General Session: Thoraco-Lumbar Degenerative

Presented by: R. Duculan - View Audio/Video Presentation (Members Only)

Author(s):

C.A. Mancuso(1,2), R. Duculan(3), F.P. Cammisa(3), A.A. Sama(3), A.P. Hughes(3), D.R. Lebl(3), F.P. Girardi(3)

(1) Hospital for Special Surgery, Research, New York, NY, United States
(2) Weill Cornell Medical College, Medicine, New York, NY, United States
(3) Hospital for Special Surgery, Orthopedics, New York, NY, United States

Abstract

Purpose: Patients undergoing lumbar surgery often have a high prevalence of depressive and anxiety symptoms. Long-term effects of surgery on these psychological symptoms have not been rigorously evaluated. This longitudinal study compared pre- and 2-year postoperative psychological symptoms in 276 lumbar surgery patients and assessed whether change in symptoms was associated with success of surgery.

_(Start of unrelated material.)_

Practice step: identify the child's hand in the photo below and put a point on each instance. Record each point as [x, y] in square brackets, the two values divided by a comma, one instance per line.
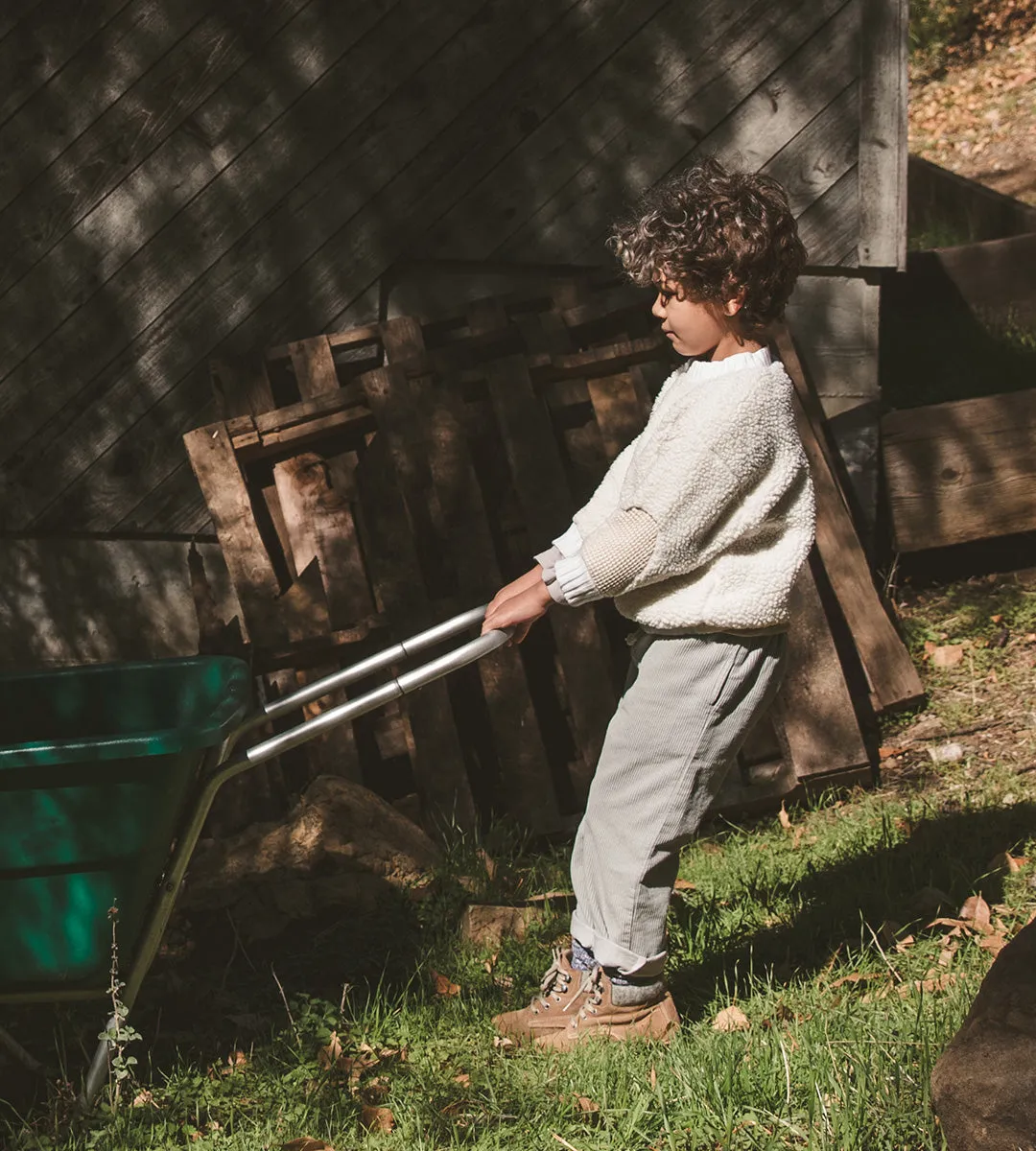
[519, 611]
[523, 584]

Methods: Several days before surgery patients completed two psychological surveys, the Geriatric Depression Scale (GDS) (possible score 0-30, ≥11 is a positive screen for depression) and the Spielberg State Anxiety Inventory (STAI) (possible score 20-80, population norms are used for comparison). Patients also completed the Oswestry Disability Index (ODI) measuring disability due to low back pain (possible score 0-100) and a validated Lumbar Spine Surgery Expectations Survey measuring expected amount of improvement for symptoms, function, and mental health (possible score 0-100). Medical comorbidity was obtained according to a standard index. Two years postop patients again completed the GDS, STAI, and ODI from the perspective of their current condition, and pre- to postop change in scores were calculated. Patients also reported new or worse comorbidity since surgery, and amount of improvement obtained for each expectation from which an overall proportion of expectations fulfilled was calculated (range 0-1, higher is greater fulfillment). Improvement in GDS and STAI was defined as better psychological well-being. Success of surgery was defined as greater proportion of expectations fulfilled and improvement in ODI scores.

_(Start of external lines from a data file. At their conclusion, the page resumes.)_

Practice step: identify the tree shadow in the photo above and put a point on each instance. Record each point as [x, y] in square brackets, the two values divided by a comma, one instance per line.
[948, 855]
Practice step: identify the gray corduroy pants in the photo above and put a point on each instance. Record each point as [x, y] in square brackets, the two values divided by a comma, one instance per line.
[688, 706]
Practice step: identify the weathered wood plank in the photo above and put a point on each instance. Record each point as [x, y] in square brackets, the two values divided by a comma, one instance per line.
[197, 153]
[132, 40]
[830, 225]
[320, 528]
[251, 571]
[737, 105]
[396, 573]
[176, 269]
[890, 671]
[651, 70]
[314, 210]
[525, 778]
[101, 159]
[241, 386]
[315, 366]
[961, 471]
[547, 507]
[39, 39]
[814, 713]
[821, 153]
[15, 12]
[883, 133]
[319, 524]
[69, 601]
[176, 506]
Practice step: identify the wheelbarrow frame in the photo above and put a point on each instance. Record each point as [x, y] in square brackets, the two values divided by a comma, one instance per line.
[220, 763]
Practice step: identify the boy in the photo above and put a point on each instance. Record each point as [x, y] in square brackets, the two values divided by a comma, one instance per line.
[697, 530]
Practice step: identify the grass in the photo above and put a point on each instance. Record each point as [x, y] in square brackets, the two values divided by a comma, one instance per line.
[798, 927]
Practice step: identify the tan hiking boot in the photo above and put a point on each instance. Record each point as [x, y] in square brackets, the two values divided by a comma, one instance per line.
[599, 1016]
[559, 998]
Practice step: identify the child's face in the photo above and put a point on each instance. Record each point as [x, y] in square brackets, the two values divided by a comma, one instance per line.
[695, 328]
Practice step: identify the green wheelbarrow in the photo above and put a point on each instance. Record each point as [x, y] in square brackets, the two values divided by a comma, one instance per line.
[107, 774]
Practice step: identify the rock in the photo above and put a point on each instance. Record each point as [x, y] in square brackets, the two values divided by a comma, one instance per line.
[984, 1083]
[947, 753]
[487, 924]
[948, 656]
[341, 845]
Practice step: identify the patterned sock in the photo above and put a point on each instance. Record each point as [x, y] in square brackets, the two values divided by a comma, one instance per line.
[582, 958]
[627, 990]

Results: Mean age was 55 years, 56% were men, 78% had chronic spine conditions, 28% had major comorbidity preop, and 19% reported new or worsening comorbidity postop. Mean GDS scores were 9.8 (preop), 5.1 (postop), and 4.8 (within-patient change, p< .0001). More improvement in GDS scores was associated with a greater proportion of expectations fulfilled (p< .0001) and greater improvement in ODI scores (p< .0001). 41% preop screened positive for depression versus 16% postop (p< .0001). Compared to those who screened positive, those who screened negative postop had a greater proportion of expectations fulfilled (.33 vs .75, p< .0001), and a greater change in ODI scores (13 vs 34, p< .0001). Mean STAI scores were 40 (preop), 31 (postop), and 9 (within-patient change, p< .0001). More improvement in STAI scores was associated with a greater proportion of expectations fulfilled (p< .0001) and greater improvement in ODI scores (p< .0001). 59% preop had anxiety symptoms above population norms versus 26% postop (p=.002). Compared to those who were above population norms, those who were below population norms postop had a greater proportion of expectations fulfilled (.40 vs .79, p< .0001) and a greater change in ODI scores (15 vs 36, p< .0001). All associations persisted when controlled for pre- and postop comorbidity.

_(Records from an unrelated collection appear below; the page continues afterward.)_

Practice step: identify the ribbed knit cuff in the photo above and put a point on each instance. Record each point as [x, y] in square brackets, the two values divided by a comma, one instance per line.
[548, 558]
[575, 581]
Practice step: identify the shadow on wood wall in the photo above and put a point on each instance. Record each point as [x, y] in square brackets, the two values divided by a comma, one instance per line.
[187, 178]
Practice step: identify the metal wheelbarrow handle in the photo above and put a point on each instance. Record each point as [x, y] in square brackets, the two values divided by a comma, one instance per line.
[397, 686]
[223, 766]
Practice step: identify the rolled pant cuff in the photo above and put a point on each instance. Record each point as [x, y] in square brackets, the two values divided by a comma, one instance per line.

Conclusions: Traditionally, preoperative psychological symptoms have been assessed as predictors of outcomes of lumbar surgery. Our study demonstrated that outcomes of lumbar surgery, in turn, predict postoperative psychological well-being. The strengths of this study are its longitudinal design, use of within-patient change in scores for all measurements, use of patient-centered measurements, and control for pre- and postoperative comorbidity. This study provides evidence that successful lumbar surgery not only improves physical symptoms and function, but also improves psychological well-being.